По мере того как текстильный рынок все более расширялся и не ограничивался теперь только тем городом, где проживал ткач, возникла потребность в посредниках, которые занимались бы продажей готового сукна. Так постепенно появился класс людей, которые закупали в больших количествах шерсть и продавали ее ткачам. Позже, в ходе естественного развития процесса, они уже не просто продавали сырье, а поставляли его ткачам, сукновалам и обрезальщикам ворса, которые, после окончания работы, отдавали им готовое сукно для продажи. Эти люди быстро богатели, накапливая капитал, который позволял им нанимать большое число рабочих. Вскоре они начали организовывать работу всех тех, кто выполнял отдельные операции по производству сукна. Их слуги доставляли сырую шерсть в дома, где женщины чесали и пряли ее, затем относили пряжу красильщикам, ткачам, сукновалам и обрезальщикам ворса, а готовую ткань передавали хозяину, которого стали называть суконщиком. Тот, в свою очередь, передавал ее посреднику, которого называли торговцем мануфактурой.
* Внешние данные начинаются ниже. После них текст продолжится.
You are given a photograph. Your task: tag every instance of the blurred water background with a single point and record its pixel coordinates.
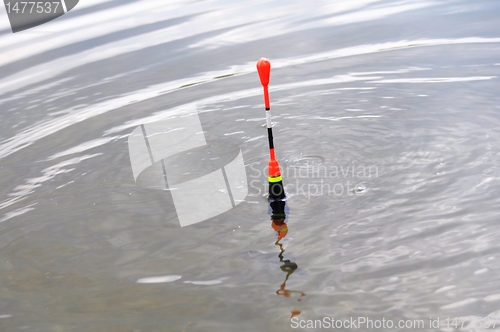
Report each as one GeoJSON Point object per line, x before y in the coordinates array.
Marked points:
{"type": "Point", "coordinates": [405, 90]}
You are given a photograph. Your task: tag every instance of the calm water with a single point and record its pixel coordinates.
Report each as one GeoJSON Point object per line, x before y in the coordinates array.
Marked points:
{"type": "Point", "coordinates": [393, 105]}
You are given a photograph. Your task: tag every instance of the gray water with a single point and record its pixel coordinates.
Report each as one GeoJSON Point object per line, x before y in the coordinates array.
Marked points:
{"type": "Point", "coordinates": [403, 92]}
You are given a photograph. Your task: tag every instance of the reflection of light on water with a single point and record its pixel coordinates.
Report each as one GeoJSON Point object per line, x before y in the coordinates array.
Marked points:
{"type": "Point", "coordinates": [159, 279]}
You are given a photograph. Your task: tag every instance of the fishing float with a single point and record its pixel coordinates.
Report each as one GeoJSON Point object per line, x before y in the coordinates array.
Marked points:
{"type": "Point", "coordinates": [276, 189]}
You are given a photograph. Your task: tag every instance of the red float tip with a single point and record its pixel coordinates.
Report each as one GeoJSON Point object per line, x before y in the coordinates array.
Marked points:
{"type": "Point", "coordinates": [264, 69]}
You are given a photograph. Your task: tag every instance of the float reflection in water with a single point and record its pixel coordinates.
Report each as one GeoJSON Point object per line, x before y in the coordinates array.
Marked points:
{"type": "Point", "coordinates": [278, 211]}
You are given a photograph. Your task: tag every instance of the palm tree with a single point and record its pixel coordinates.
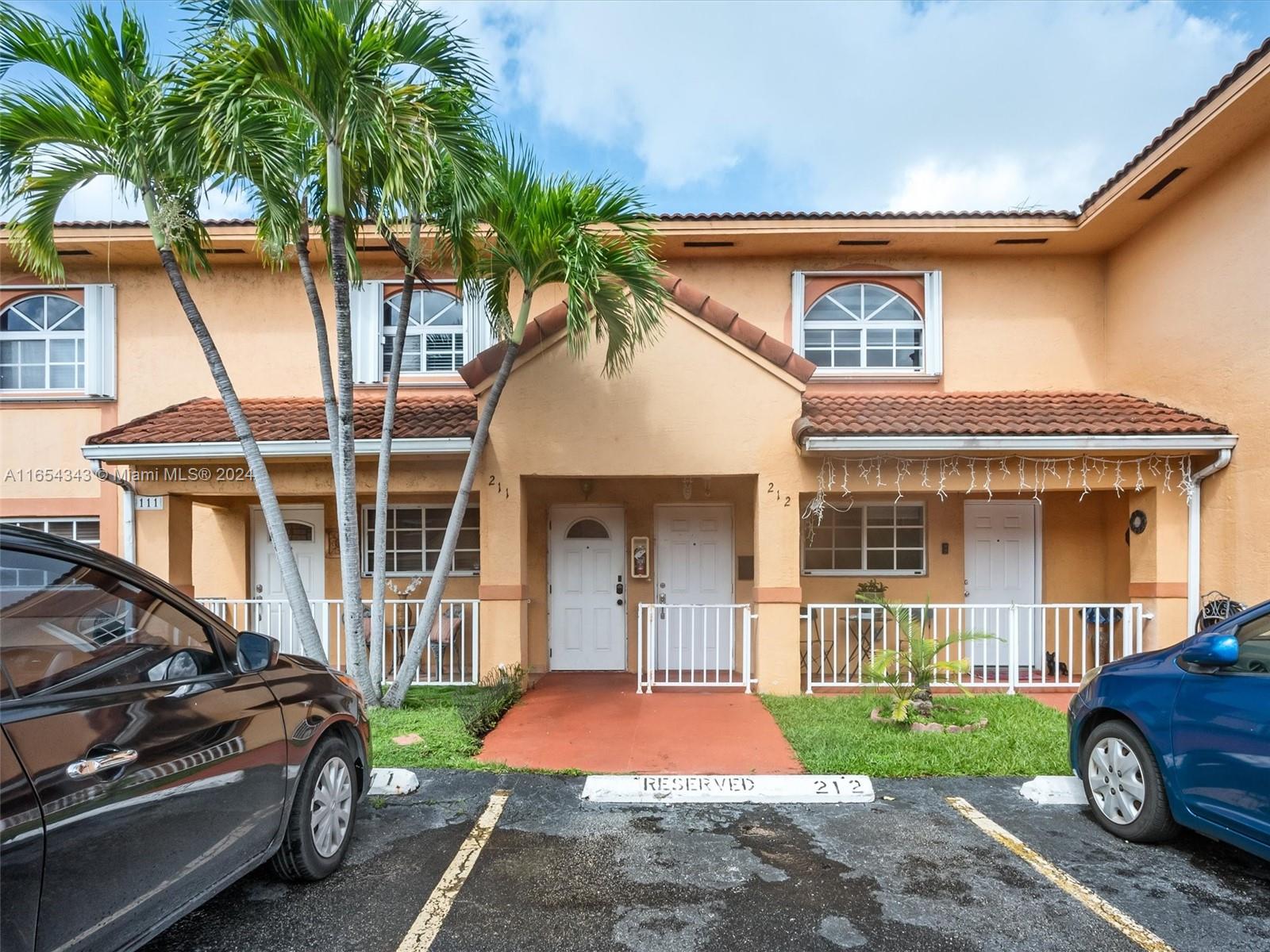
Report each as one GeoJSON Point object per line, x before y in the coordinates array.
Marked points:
{"type": "Point", "coordinates": [103, 116]}
{"type": "Point", "coordinates": [368, 79]}
{"type": "Point", "coordinates": [270, 154]}
{"type": "Point", "coordinates": [595, 238]}
{"type": "Point", "coordinates": [451, 217]}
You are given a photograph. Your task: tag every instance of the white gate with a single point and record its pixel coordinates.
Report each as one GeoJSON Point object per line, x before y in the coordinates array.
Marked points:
{"type": "Point", "coordinates": [695, 647]}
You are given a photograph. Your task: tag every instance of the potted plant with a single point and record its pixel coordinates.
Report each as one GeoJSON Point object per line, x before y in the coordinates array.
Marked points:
{"type": "Point", "coordinates": [870, 590]}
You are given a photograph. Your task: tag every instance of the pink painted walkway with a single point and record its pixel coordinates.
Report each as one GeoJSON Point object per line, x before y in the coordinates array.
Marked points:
{"type": "Point", "coordinates": [597, 724]}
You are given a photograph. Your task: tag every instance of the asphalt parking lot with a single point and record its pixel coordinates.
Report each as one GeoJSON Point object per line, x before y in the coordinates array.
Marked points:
{"type": "Point", "coordinates": [906, 873]}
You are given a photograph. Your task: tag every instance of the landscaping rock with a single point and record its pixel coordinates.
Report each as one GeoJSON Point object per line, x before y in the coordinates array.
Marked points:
{"type": "Point", "coordinates": [931, 727]}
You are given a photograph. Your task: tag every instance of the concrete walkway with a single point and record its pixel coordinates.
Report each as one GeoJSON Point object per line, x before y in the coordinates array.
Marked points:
{"type": "Point", "coordinates": [596, 723]}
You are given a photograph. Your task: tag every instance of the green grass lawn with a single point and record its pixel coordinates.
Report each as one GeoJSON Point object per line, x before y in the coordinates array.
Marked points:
{"type": "Point", "coordinates": [835, 735]}
{"type": "Point", "coordinates": [431, 714]}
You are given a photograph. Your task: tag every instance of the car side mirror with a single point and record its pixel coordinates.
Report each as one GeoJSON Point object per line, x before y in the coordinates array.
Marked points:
{"type": "Point", "coordinates": [256, 651]}
{"type": "Point", "coordinates": [1218, 649]}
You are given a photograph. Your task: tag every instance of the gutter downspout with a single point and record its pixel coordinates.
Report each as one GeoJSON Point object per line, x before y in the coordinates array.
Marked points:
{"type": "Point", "coordinates": [130, 512]}
{"type": "Point", "coordinates": [1223, 460]}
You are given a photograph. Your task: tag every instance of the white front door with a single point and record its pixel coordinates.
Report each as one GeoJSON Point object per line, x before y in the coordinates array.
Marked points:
{"type": "Point", "coordinates": [308, 541]}
{"type": "Point", "coordinates": [587, 589]}
{"type": "Point", "coordinates": [1000, 569]}
{"type": "Point", "coordinates": [695, 568]}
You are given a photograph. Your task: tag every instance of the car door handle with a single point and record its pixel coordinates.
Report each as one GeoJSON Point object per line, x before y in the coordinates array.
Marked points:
{"type": "Point", "coordinates": [93, 766]}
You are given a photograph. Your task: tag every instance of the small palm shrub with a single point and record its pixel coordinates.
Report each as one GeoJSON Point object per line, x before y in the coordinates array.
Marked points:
{"type": "Point", "coordinates": [910, 670]}
{"type": "Point", "coordinates": [482, 706]}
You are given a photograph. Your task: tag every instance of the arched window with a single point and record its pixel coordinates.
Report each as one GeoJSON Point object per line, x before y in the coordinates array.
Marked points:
{"type": "Point", "coordinates": [864, 327]}
{"type": "Point", "coordinates": [433, 336]}
{"type": "Point", "coordinates": [42, 344]}
{"type": "Point", "coordinates": [587, 528]}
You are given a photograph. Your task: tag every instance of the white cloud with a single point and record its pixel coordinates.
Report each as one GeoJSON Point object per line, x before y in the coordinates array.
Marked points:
{"type": "Point", "coordinates": [861, 106]}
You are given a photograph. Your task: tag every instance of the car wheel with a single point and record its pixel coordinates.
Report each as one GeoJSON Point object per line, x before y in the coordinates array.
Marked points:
{"type": "Point", "coordinates": [321, 819]}
{"type": "Point", "coordinates": [1123, 785]}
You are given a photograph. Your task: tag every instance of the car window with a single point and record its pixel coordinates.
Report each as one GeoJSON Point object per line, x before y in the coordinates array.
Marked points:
{"type": "Point", "coordinates": [1254, 647]}
{"type": "Point", "coordinates": [67, 626]}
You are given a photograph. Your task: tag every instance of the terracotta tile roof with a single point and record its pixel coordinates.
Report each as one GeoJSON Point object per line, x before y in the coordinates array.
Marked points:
{"type": "Point", "coordinates": [1003, 414]}
{"type": "Point", "coordinates": [1213, 93]}
{"type": "Point", "coordinates": [203, 420]}
{"type": "Point", "coordinates": [861, 216]}
{"type": "Point", "coordinates": [696, 302]}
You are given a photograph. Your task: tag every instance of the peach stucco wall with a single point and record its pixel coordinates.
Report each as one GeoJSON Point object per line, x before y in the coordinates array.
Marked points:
{"type": "Point", "coordinates": [1189, 324]}
{"type": "Point", "coordinates": [1178, 313]}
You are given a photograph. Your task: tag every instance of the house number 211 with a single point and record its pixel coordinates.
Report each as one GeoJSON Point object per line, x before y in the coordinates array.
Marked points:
{"type": "Point", "coordinates": [499, 489]}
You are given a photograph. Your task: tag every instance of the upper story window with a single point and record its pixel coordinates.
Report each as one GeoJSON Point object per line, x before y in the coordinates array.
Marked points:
{"type": "Point", "coordinates": [57, 344]}
{"type": "Point", "coordinates": [869, 324]}
{"type": "Point", "coordinates": [433, 336]}
{"type": "Point", "coordinates": [42, 344]}
{"type": "Point", "coordinates": [448, 327]}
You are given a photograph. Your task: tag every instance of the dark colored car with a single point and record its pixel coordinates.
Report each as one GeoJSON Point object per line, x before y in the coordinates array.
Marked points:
{"type": "Point", "coordinates": [150, 755]}
{"type": "Point", "coordinates": [1181, 736]}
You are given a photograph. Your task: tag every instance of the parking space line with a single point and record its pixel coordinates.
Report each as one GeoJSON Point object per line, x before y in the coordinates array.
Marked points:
{"type": "Point", "coordinates": [427, 924]}
{"type": "Point", "coordinates": [1137, 933]}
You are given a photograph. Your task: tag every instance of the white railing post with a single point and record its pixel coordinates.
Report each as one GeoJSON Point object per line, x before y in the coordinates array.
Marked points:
{"type": "Point", "coordinates": [652, 651]}
{"type": "Point", "coordinates": [475, 672]}
{"type": "Point", "coordinates": [808, 622]}
{"type": "Point", "coordinates": [1013, 654]}
{"type": "Point", "coordinates": [639, 651]}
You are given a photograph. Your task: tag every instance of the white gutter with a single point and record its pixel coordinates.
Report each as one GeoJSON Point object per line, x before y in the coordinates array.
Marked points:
{"type": "Point", "coordinates": [232, 450]}
{"type": "Point", "coordinates": [1223, 460]}
{"type": "Point", "coordinates": [1073, 443]}
{"type": "Point", "coordinates": [130, 513]}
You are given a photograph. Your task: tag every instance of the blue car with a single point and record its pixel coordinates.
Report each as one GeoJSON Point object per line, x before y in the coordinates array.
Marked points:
{"type": "Point", "coordinates": [1181, 738]}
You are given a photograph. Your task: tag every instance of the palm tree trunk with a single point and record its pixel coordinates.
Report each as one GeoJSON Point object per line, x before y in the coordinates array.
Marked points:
{"type": "Point", "coordinates": [444, 559]}
{"type": "Point", "coordinates": [379, 581]}
{"type": "Point", "coordinates": [328, 384]}
{"type": "Point", "coordinates": [346, 460]}
{"type": "Point", "coordinates": [302, 612]}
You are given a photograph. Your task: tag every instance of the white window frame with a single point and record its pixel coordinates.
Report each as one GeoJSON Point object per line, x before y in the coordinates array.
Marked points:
{"type": "Point", "coordinates": [422, 332]}
{"type": "Point", "coordinates": [864, 543]}
{"type": "Point", "coordinates": [368, 541]}
{"type": "Point", "coordinates": [933, 327]}
{"type": "Point", "coordinates": [476, 332]}
{"type": "Point", "coordinates": [98, 336]}
{"type": "Point", "coordinates": [41, 524]}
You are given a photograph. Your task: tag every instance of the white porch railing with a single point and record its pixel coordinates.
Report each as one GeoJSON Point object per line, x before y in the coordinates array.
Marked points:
{"type": "Point", "coordinates": [698, 647]}
{"type": "Point", "coordinates": [452, 655]}
{"type": "Point", "coordinates": [1032, 645]}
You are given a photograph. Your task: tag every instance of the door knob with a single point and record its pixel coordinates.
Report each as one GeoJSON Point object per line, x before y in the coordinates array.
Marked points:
{"type": "Point", "coordinates": [105, 763]}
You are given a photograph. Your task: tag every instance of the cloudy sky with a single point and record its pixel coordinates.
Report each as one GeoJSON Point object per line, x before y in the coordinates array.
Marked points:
{"type": "Point", "coordinates": [810, 106]}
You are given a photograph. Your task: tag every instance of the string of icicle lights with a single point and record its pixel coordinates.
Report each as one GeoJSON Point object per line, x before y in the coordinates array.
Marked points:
{"type": "Point", "coordinates": [988, 474]}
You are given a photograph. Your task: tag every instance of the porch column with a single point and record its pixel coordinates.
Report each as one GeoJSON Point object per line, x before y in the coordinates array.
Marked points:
{"type": "Point", "coordinates": [778, 583]}
{"type": "Point", "coordinates": [1157, 568]}
{"type": "Point", "coordinates": [165, 539]}
{"type": "Point", "coordinates": [505, 605]}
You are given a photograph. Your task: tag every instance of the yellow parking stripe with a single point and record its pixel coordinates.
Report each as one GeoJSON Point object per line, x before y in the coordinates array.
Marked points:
{"type": "Point", "coordinates": [427, 924]}
{"type": "Point", "coordinates": [1140, 935]}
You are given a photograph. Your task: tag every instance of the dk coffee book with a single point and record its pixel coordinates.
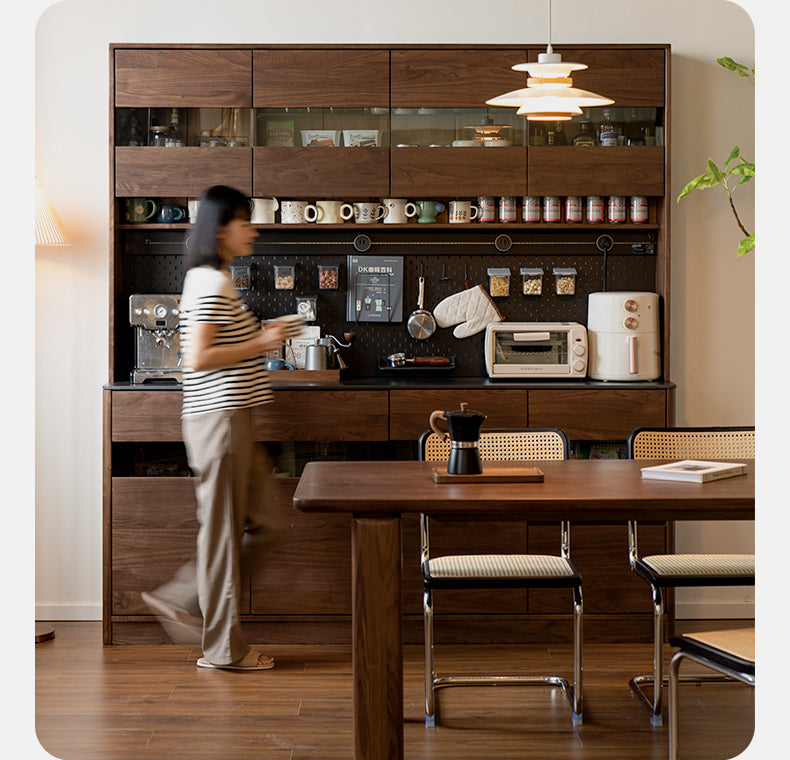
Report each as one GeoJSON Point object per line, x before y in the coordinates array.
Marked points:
{"type": "Point", "coordinates": [694, 471]}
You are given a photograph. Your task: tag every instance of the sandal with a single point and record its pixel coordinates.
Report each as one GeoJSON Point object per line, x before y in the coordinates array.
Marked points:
{"type": "Point", "coordinates": [253, 661]}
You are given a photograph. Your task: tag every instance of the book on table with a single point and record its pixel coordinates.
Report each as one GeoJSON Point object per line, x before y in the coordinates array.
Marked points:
{"type": "Point", "coordinates": [694, 471]}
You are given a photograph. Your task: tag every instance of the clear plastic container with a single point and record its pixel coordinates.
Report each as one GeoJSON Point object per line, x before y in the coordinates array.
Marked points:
{"type": "Point", "coordinates": [499, 282]}
{"type": "Point", "coordinates": [531, 281]}
{"type": "Point", "coordinates": [564, 281]}
{"type": "Point", "coordinates": [284, 277]}
{"type": "Point", "coordinates": [241, 274]}
{"type": "Point", "coordinates": [307, 307]}
{"type": "Point", "coordinates": [328, 276]}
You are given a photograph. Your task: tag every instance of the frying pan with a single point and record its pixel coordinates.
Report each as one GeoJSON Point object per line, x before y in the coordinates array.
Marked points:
{"type": "Point", "coordinates": [421, 324]}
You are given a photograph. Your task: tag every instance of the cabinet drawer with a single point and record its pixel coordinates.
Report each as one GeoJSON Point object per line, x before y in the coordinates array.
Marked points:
{"type": "Point", "coordinates": [453, 78]}
{"type": "Point", "coordinates": [631, 77]}
{"type": "Point", "coordinates": [146, 416]}
{"type": "Point", "coordinates": [458, 172]}
{"type": "Point", "coordinates": [565, 170]}
{"type": "Point", "coordinates": [310, 415]}
{"type": "Point", "coordinates": [410, 410]}
{"type": "Point", "coordinates": [337, 172]}
{"type": "Point", "coordinates": [598, 415]}
{"type": "Point", "coordinates": [183, 78]}
{"type": "Point", "coordinates": [180, 171]}
{"type": "Point", "coordinates": [154, 529]}
{"type": "Point", "coordinates": [320, 78]}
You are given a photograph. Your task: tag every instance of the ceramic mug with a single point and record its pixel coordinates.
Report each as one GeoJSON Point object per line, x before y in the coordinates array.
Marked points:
{"type": "Point", "coordinates": [328, 212]}
{"type": "Point", "coordinates": [486, 205]}
{"type": "Point", "coordinates": [367, 213]}
{"type": "Point", "coordinates": [428, 211]}
{"type": "Point", "coordinates": [462, 212]}
{"type": "Point", "coordinates": [274, 364]}
{"type": "Point", "coordinates": [138, 210]}
{"type": "Point", "coordinates": [292, 212]}
{"type": "Point", "coordinates": [169, 214]}
{"type": "Point", "coordinates": [193, 205]}
{"type": "Point", "coordinates": [398, 209]}
{"type": "Point", "coordinates": [262, 210]}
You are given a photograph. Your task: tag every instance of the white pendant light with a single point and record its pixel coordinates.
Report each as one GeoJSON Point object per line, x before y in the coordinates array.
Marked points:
{"type": "Point", "coordinates": [549, 94]}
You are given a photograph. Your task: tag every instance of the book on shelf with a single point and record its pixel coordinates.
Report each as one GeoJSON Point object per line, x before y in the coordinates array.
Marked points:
{"type": "Point", "coordinates": [694, 471]}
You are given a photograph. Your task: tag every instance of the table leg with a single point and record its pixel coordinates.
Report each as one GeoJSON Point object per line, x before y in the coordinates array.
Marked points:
{"type": "Point", "coordinates": [377, 637]}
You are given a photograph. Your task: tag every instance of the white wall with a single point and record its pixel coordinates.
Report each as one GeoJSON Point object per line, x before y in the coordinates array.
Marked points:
{"type": "Point", "coordinates": [713, 293]}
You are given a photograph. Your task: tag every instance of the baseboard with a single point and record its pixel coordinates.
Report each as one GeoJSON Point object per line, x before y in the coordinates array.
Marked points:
{"type": "Point", "coordinates": [53, 612]}
{"type": "Point", "coordinates": [714, 610]}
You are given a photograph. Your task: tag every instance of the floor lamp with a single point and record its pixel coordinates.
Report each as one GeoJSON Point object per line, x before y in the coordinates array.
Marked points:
{"type": "Point", "coordinates": [49, 232]}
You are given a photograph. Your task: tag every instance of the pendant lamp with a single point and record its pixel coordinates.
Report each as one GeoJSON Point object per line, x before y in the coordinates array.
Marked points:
{"type": "Point", "coordinates": [549, 94]}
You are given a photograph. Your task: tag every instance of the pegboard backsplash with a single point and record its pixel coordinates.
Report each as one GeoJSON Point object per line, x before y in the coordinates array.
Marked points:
{"type": "Point", "coordinates": [152, 263]}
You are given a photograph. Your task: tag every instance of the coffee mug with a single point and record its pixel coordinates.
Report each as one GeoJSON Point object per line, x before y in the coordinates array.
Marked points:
{"type": "Point", "coordinates": [262, 210]}
{"type": "Point", "coordinates": [274, 364]}
{"type": "Point", "coordinates": [428, 211]}
{"type": "Point", "coordinates": [193, 206]}
{"type": "Point", "coordinates": [292, 212]}
{"type": "Point", "coordinates": [169, 214]}
{"type": "Point", "coordinates": [397, 210]}
{"type": "Point", "coordinates": [486, 205]}
{"type": "Point", "coordinates": [138, 210]}
{"type": "Point", "coordinates": [328, 212]}
{"type": "Point", "coordinates": [462, 212]}
{"type": "Point", "coordinates": [367, 213]}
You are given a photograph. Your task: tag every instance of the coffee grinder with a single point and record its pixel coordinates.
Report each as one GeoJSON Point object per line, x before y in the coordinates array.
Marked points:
{"type": "Point", "coordinates": [157, 346]}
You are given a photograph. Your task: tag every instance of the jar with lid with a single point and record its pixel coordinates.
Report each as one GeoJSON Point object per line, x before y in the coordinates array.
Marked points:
{"type": "Point", "coordinates": [531, 281]}
{"type": "Point", "coordinates": [284, 277]}
{"type": "Point", "coordinates": [564, 281]}
{"type": "Point", "coordinates": [157, 137]}
{"type": "Point", "coordinates": [499, 282]}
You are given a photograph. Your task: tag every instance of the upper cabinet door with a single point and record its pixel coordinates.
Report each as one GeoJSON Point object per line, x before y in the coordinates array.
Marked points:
{"type": "Point", "coordinates": [323, 78]}
{"type": "Point", "coordinates": [454, 78]}
{"type": "Point", "coordinates": [630, 76]}
{"type": "Point", "coordinates": [184, 77]}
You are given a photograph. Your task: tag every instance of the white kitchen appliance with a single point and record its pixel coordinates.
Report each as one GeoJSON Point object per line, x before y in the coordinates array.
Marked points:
{"type": "Point", "coordinates": [623, 333]}
{"type": "Point", "coordinates": [536, 349]}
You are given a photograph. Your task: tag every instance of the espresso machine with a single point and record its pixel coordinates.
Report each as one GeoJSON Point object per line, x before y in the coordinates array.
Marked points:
{"type": "Point", "coordinates": [157, 346]}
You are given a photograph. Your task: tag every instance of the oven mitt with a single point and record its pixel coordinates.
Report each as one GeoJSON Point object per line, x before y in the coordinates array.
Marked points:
{"type": "Point", "coordinates": [473, 308]}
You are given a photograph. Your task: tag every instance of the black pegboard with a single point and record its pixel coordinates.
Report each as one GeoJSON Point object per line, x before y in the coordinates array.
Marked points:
{"type": "Point", "coordinates": [152, 263]}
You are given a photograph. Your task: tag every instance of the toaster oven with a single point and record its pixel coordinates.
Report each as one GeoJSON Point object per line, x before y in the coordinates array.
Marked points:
{"type": "Point", "coordinates": [536, 349]}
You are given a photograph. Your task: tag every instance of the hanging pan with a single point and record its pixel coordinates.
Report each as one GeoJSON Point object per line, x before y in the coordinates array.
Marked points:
{"type": "Point", "coordinates": [421, 324]}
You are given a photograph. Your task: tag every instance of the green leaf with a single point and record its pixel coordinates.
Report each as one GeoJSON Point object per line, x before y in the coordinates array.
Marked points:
{"type": "Point", "coordinates": [746, 245]}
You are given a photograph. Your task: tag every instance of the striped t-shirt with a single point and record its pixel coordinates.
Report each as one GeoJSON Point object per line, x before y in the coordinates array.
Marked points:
{"type": "Point", "coordinates": [209, 296]}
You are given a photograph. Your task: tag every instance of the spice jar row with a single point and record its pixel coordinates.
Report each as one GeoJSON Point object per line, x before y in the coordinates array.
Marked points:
{"type": "Point", "coordinates": [531, 281]}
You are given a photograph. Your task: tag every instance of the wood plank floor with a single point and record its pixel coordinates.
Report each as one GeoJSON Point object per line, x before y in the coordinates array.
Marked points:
{"type": "Point", "coordinates": [150, 702]}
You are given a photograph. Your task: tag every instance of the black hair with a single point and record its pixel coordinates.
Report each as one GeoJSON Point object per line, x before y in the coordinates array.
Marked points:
{"type": "Point", "coordinates": [219, 205]}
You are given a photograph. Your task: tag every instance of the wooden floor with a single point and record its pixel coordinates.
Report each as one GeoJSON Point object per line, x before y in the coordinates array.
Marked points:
{"type": "Point", "coordinates": [149, 702]}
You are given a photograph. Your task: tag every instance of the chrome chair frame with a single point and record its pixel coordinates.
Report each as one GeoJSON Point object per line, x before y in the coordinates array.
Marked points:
{"type": "Point", "coordinates": [432, 449]}
{"type": "Point", "coordinates": [729, 665]}
{"type": "Point", "coordinates": [683, 443]}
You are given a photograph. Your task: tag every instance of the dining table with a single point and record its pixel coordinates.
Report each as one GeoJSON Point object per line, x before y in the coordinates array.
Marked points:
{"type": "Point", "coordinates": [377, 493]}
Богатство и влияние суконщиков быстро росли, и в некоторых районах Англии они стали основой среднего класса. Они предпочитали организовывать мануфактуры в деревнях и селах, а не в старых корпоративных городах, что помогало им обойти ограничения, налагаемые гильдейскими уставами, и текстильное производство постепенно почти полностью переместилось из городов в сельскую местность. В западной части Англии (но не в Йоркшире) система раздачи работы суконщиками просуществовала до того самого момента, когда Промышленная революция перенесла производство из домов на фабрики, а из южных районов страны — в северные. И тогда многолюдные когда-то селения опустели, и теперь нам приходится по остовам построек, разбросанным свидетельствам и старым названиям восстанавливать когда-то знаменитые на всю округу имена суконщиков Восточной Англии, снабжавших сырьем целый рой рабочих, которые трудились от зари до зари.